Darcy Kuemper needed a reset. He broke into the league in typical fashion for a star. The Minnesota Wild pick had a six-game trial in 2012-13, starting three. His .916 save percentage raised eyebrows, and he lived up to it the next year. He got 25 starts the next year and kept a high standard, ending the season at .915. He couldn’t keep it up, though, and up-and-down seasons followed, and his one-year deal in 2016-17 was a disaster.

Kuemper went West, and the Kings welcomed him with a one-year, $650,000 deal. He got into 19 games behind Jonathan Quick, going 10-1-3 with a .932 save percentage and a 2.10 goals against average. He was eventually flipped to Arizona Coyotes where he continued to rebuild his reputation until finally he won the Stanley Cup in 2021-22. But for one season, he was the best value contract in the league, and it was with the Kings.

Worst Signing: Simon Gagné

Simon Gagné was one of the Philadelphia Flyers home-grown leaders, destined to bring the team back to glory. It didn’t quite work out that way. Now, that obviously isn’t entirely on Gagné’s shoulders. But that was the thinking behind both the no-movement clause the Flyers gave him and when they convinced him to waive the clause to go to the Tampa Bay Lightning in the last year of that deal.

Embed from Getty Images

Gagné produced in the playoffs, too. With Philly, he scored 32 goals ad 47 points in 90 playoff games. That’s not nothing. In his one year with Tampa, Gangé scored 17 goals and 40 points in 63 regular-season games and five goals and 12 points in 15 playoff games. The Lightning didn’t win the Cup that year, but his production was solid – especially as a middle-six winger.
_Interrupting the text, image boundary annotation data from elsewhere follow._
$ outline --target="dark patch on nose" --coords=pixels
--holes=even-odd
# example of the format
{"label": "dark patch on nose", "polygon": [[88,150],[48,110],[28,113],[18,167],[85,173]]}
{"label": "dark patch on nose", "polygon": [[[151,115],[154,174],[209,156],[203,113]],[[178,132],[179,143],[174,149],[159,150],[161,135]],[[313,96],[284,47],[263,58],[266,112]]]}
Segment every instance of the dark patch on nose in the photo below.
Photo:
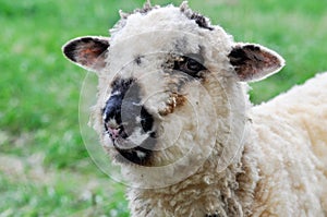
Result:
{"label": "dark patch on nose", "polygon": [[[133,79],[117,79],[111,87],[111,96],[106,103],[102,116],[105,131],[120,153],[117,159],[122,162],[148,165],[156,143],[156,133],[153,129],[153,116],[141,104],[141,88]],[[142,144],[129,141],[137,129],[143,131],[142,134],[148,135]]]}
{"label": "dark patch on nose", "polygon": [[134,61],[135,61],[135,63],[136,63],[137,65],[140,65],[140,64],[142,63],[142,58],[143,58],[143,56],[137,56],[137,57],[134,59]]}

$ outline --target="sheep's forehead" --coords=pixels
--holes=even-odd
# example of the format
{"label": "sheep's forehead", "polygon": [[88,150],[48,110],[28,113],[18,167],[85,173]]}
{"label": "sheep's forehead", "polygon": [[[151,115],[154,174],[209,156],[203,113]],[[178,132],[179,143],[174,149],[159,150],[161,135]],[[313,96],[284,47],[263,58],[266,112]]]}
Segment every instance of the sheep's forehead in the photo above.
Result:
{"label": "sheep's forehead", "polygon": [[131,14],[122,21],[120,27],[111,29],[109,62],[114,71],[140,57],[147,59],[154,53],[203,52],[199,55],[207,55],[204,57],[206,61],[219,62],[231,47],[231,37],[222,28],[204,28],[195,20],[187,17],[180,8],[153,9],[147,13]]}

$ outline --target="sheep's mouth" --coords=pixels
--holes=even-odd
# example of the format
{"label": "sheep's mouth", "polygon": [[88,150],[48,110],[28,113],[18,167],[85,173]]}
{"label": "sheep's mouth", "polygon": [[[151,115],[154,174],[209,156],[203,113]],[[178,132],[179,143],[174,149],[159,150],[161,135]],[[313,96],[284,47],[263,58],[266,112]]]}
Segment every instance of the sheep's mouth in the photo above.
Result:
{"label": "sheep's mouth", "polygon": [[105,132],[118,150],[116,159],[124,164],[149,165],[156,144],[153,116],[144,107],[136,117],[137,121],[123,119],[122,122],[122,112],[117,114],[104,123]]}

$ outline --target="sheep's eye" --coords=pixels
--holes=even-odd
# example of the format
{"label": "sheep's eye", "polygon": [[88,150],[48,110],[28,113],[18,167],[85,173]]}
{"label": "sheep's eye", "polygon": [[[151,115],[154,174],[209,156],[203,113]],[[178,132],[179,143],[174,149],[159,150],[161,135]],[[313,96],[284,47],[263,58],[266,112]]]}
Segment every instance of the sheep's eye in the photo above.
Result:
{"label": "sheep's eye", "polygon": [[182,57],[175,60],[173,69],[182,71],[193,77],[199,77],[199,72],[206,70],[201,62],[191,57]]}

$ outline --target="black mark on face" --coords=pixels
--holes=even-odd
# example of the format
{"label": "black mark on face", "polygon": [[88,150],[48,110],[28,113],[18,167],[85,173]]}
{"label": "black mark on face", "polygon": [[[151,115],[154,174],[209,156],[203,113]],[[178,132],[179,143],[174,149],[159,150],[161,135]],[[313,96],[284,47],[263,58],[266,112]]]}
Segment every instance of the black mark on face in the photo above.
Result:
{"label": "black mark on face", "polygon": [[[154,118],[141,105],[140,86],[133,79],[117,79],[112,83],[111,96],[104,109],[104,128],[110,136],[121,162],[148,165],[156,143]],[[142,134],[142,135],[140,135]],[[131,137],[140,138],[141,144],[132,142]]]}
{"label": "black mark on face", "polygon": [[208,21],[201,14],[198,13],[193,13],[191,15],[191,20],[194,20],[195,23],[202,27],[202,28],[206,28],[206,29],[209,29],[209,31],[214,31],[214,28],[211,26],[209,26],[209,23]]}

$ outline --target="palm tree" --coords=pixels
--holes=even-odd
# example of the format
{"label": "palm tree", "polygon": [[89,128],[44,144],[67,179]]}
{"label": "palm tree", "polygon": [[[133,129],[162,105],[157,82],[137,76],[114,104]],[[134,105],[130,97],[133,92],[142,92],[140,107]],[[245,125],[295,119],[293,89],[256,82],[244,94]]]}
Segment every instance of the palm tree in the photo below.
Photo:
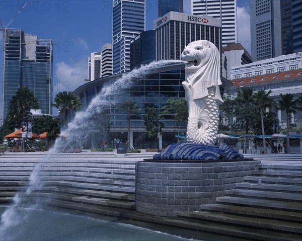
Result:
{"label": "palm tree", "polygon": [[65,113],[64,119],[68,122],[68,114],[69,110],[79,110],[82,106],[78,95],[73,92],[59,92],[54,97],[54,103],[52,106],[56,107],[60,111]]}
{"label": "palm tree", "polygon": [[269,95],[271,92],[272,91],[271,90],[269,90],[267,92],[265,92],[265,90],[261,89],[258,90],[254,94],[255,105],[256,106],[258,110],[260,112],[261,128],[262,130],[262,139],[265,154],[266,154],[266,143],[265,142],[265,134],[264,132],[263,113],[267,107],[270,107],[274,103],[274,101],[269,97]]}
{"label": "palm tree", "polygon": [[128,137],[127,143],[127,148],[130,149],[130,114],[135,114],[140,111],[140,108],[137,106],[136,102],[134,100],[124,100],[121,103],[117,105],[116,110],[119,112],[124,112],[127,113],[127,123],[128,124]]}
{"label": "palm tree", "polygon": [[[285,94],[280,94],[281,99],[278,100],[278,108],[285,110],[286,114],[286,151],[290,153],[289,147],[289,117],[291,113],[294,114],[295,109],[298,109],[297,104],[299,99],[293,100],[293,95],[289,93]],[[285,151],[284,150],[284,151]]]}
{"label": "palm tree", "polygon": [[20,127],[22,117],[25,117],[31,109],[39,108],[39,101],[33,90],[27,87],[20,87],[10,102],[7,119],[12,124],[17,124]]}

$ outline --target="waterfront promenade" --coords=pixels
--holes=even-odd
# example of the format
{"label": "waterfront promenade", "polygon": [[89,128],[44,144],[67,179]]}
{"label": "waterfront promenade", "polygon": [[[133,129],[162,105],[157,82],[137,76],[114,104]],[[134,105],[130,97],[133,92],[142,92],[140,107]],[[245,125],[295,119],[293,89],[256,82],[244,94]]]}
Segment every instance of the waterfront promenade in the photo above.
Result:
{"label": "waterfront promenade", "polygon": [[235,189],[228,190],[227,196],[217,197],[216,204],[201,205],[199,212],[179,212],[177,217],[171,218],[136,211],[135,163],[155,153],[125,155],[83,150],[47,157],[47,152],[6,152],[0,156],[0,202],[11,205],[16,193],[28,185],[33,171],[41,171],[44,185],[32,194],[31,203],[43,202],[53,208],[140,222],[137,225],[156,223],[242,240],[300,240],[300,154],[245,156],[261,164]]}

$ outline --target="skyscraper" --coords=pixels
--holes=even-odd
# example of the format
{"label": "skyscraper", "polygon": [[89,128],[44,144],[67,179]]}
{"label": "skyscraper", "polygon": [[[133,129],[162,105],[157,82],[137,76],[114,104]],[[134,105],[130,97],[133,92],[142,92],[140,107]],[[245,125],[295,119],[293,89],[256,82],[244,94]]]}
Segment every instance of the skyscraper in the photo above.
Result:
{"label": "skyscraper", "polygon": [[255,0],[251,6],[251,53],[253,61],[282,54],[280,1]]}
{"label": "skyscraper", "polygon": [[159,0],[159,18],[169,12],[184,12],[184,0]]}
{"label": "skyscraper", "polygon": [[222,46],[237,41],[237,11],[235,0],[199,0],[193,1],[191,13],[221,19]]}
{"label": "skyscraper", "polygon": [[130,70],[130,42],[145,30],[145,0],[113,0],[113,74]]}
{"label": "skyscraper", "polygon": [[281,1],[282,54],[293,53],[292,0]]}
{"label": "skyscraper", "polygon": [[292,37],[293,52],[302,51],[302,3],[300,0],[292,0]]}
{"label": "skyscraper", "polygon": [[4,31],[1,125],[6,118],[12,97],[21,86],[34,91],[43,114],[52,114],[52,40],[39,39],[21,29]]}
{"label": "skyscraper", "polygon": [[206,40],[221,49],[221,21],[209,16],[196,16],[170,12],[153,21],[156,32],[156,60],[181,59],[185,46]]}
{"label": "skyscraper", "polygon": [[102,47],[101,65],[102,77],[112,74],[112,44],[106,44]]}

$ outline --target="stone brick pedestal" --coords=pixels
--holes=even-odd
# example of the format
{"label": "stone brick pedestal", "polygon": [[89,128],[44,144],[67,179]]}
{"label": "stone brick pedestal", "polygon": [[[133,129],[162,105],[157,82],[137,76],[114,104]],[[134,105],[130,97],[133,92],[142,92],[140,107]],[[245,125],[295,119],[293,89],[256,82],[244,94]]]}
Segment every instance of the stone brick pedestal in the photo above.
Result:
{"label": "stone brick pedestal", "polygon": [[211,162],[138,162],[135,171],[138,212],[175,216],[178,211],[199,211],[215,202],[235,183],[251,175],[260,161]]}

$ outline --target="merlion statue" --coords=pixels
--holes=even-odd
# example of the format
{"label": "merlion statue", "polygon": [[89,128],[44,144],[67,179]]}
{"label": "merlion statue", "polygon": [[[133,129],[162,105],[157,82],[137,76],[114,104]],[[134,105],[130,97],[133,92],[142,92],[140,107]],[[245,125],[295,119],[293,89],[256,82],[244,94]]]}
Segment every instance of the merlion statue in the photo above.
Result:
{"label": "merlion statue", "polygon": [[190,43],[181,54],[186,64],[186,81],[182,84],[189,106],[187,140],[197,144],[216,142],[218,105],[223,102],[219,85],[220,54],[210,42]]}

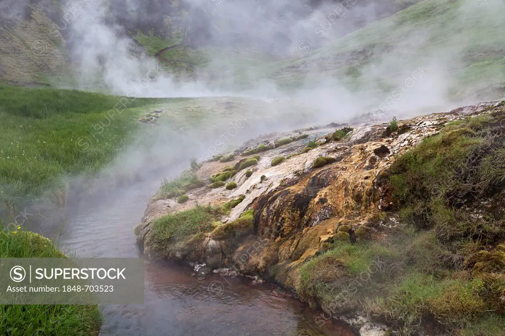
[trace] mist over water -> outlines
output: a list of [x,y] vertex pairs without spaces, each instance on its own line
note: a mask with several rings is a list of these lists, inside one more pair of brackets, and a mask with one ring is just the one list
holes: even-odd
[[[27,1],[2,1],[0,10],[22,17]],[[64,14],[52,18],[56,26],[48,34],[65,38],[75,88],[99,83],[94,91],[129,99],[194,98],[163,110],[229,112],[209,112],[193,125],[189,119],[175,125],[168,113],[157,125],[141,128],[113,162],[85,181],[92,188],[71,188],[65,218],[48,215],[40,230],[58,235],[62,249],[83,257],[143,257],[132,230],[162,179],[179,175],[192,157],[210,158],[218,146],[221,152],[232,151],[262,134],[344,122],[371,111],[390,119],[477,102],[471,90],[457,99],[450,92],[456,84],[470,85],[457,70],[464,67],[475,40],[494,38],[474,36],[471,26],[505,28],[502,1],[452,2],[458,8],[450,27],[443,22],[424,26],[414,17],[386,22],[407,7],[393,0],[62,2]],[[168,22],[168,16],[173,19]],[[460,29],[467,22],[468,30]],[[372,28],[366,33],[352,32],[368,25]],[[146,35],[154,29],[168,36],[157,44],[158,51],[169,46],[171,34],[181,33],[184,46],[206,51],[205,65],[188,76],[171,72],[132,38],[135,27]],[[374,31],[383,39],[377,40]],[[339,72],[338,62],[355,66]],[[122,101],[127,107],[128,100]],[[104,123],[113,123],[111,118],[104,114]],[[73,186],[85,179],[69,180]],[[147,263],[146,269],[145,304],[105,307],[104,334],[294,335],[312,328],[304,317],[307,306],[272,296],[272,288],[251,287],[243,279],[225,284],[218,275],[199,282],[184,266]],[[215,281],[226,286],[218,297],[208,291]]]

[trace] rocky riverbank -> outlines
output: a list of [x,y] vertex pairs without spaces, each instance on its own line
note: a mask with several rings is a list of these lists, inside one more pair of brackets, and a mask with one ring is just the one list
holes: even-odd
[[[167,181],[137,242],[153,260],[293,289],[326,313],[317,324],[347,319],[362,335],[501,334],[465,332],[503,322],[504,217],[499,207],[478,211],[502,193],[504,114],[502,103],[482,103],[252,139]],[[472,174],[479,183],[462,191]],[[482,222],[456,230],[464,213]]]

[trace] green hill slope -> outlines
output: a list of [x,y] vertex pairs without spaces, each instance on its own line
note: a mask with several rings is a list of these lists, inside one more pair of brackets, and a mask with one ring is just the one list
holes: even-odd
[[474,2],[487,6],[464,0],[424,0],[317,50],[313,50],[317,45],[308,32],[311,44],[301,46],[302,56],[259,69],[259,76],[296,87],[308,76],[324,75],[339,78],[351,90],[375,87],[388,91],[398,86],[399,78],[405,78],[401,70],[413,71],[424,63],[446,72],[449,93],[455,96],[475,90],[502,94],[505,21],[497,13],[505,5]]

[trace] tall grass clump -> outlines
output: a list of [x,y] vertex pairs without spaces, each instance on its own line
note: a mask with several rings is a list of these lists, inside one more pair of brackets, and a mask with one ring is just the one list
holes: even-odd
[[[64,257],[47,238],[32,232],[0,229],[0,258]],[[91,336],[98,334],[102,324],[96,305],[0,305],[3,335]]]
[[[124,97],[125,109],[121,98],[0,84],[0,197],[62,190],[63,177],[99,171],[140,127],[138,108],[163,101]],[[108,116],[115,106],[124,110]]]

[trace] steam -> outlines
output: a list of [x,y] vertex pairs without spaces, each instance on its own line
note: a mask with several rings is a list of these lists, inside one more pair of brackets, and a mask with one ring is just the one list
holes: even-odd
[[[147,132],[148,139],[137,141],[104,173],[148,178],[146,165],[172,167],[166,175],[176,175],[190,157],[203,156],[236,127],[244,113],[253,120],[237,135],[227,136],[222,151],[262,134],[345,122],[371,111],[390,119],[476,102],[478,98],[470,94],[454,101],[450,88],[471,84],[458,69],[476,41],[497,39],[497,45],[505,45],[502,36],[478,36],[472,28],[505,28],[500,14],[505,5],[421,2],[415,6],[424,6],[427,17],[433,14],[431,25],[414,15],[405,22],[398,16],[381,20],[401,9],[399,3],[414,3],[420,2],[70,0],[59,20],[52,18],[56,26],[49,34],[65,37],[77,88],[98,84],[130,98],[198,98],[164,108],[199,109],[207,116],[204,124],[178,128],[162,118],[158,126],[135,136],[141,139]],[[0,9],[21,15],[26,5],[9,0]],[[458,8],[451,12],[457,17],[448,23],[446,18],[436,19],[451,6]],[[132,27],[148,34],[154,25],[157,33],[174,38],[182,33],[180,47],[188,48],[189,54],[194,53],[191,48],[206,50],[202,65],[192,67],[190,76],[172,72],[151,55],[153,48],[168,46],[161,39],[152,39],[148,52],[132,38],[137,33]],[[478,79],[473,81],[478,85]],[[236,106],[228,113],[226,103]]]

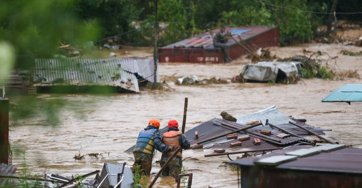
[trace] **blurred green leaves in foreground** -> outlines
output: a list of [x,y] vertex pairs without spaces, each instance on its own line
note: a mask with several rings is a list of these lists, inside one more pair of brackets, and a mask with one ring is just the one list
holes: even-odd
[[[77,1],[0,0],[0,83],[6,83],[5,79],[14,69],[31,70],[34,58],[52,58],[60,42],[81,48],[98,39],[97,22],[79,19],[75,13]],[[17,104],[11,110],[12,121],[40,113],[46,117],[46,124],[59,123],[58,114],[63,106],[62,97],[10,99]]]
[[25,56],[52,57],[58,50],[60,41],[81,46],[97,38],[98,24],[77,18],[73,8],[76,2],[0,0],[0,42],[13,46],[16,68],[32,67],[31,61],[21,58]]

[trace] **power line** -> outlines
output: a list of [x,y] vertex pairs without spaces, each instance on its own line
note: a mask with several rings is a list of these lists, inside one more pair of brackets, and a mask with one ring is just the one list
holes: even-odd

Signing Gagné to a two-year, $3.5 million per deal was a low-risk contract. Unfortunately, he appeared in just 34 games in his first season, scoring seven goals and 17 points. Chronic neck pain and a concussion limited his play, but he did get into four playoff games. He got no points and averaged eight minutes a night, but still got a ring in their win. He played eleven games for the Kings the next year, scoring five assists before being sent back to Philadelphia for a fourth-round pick.

Worst Signing Honourable Mention

Looking to shore up their defence, the Kings took a flyer on veteran Tom Gilbert. The 34-year old played 45 games for the Montréal Canadiens the previous season, so he knew how to wait. He started off with perfectly good results, scoring once and getting five points in 17 games. Then he got suspended for the season for boarding Nick Ritchie.

Losing players to injury is one thing. Losing a player because he caused an injury is another. That was the last game Gilbert played in the NHL, retiring at the season’s end. He wasn’t the worst of the Kings free agent signings, but taking $1.4 million and throwing it away wouldn’t have been any different.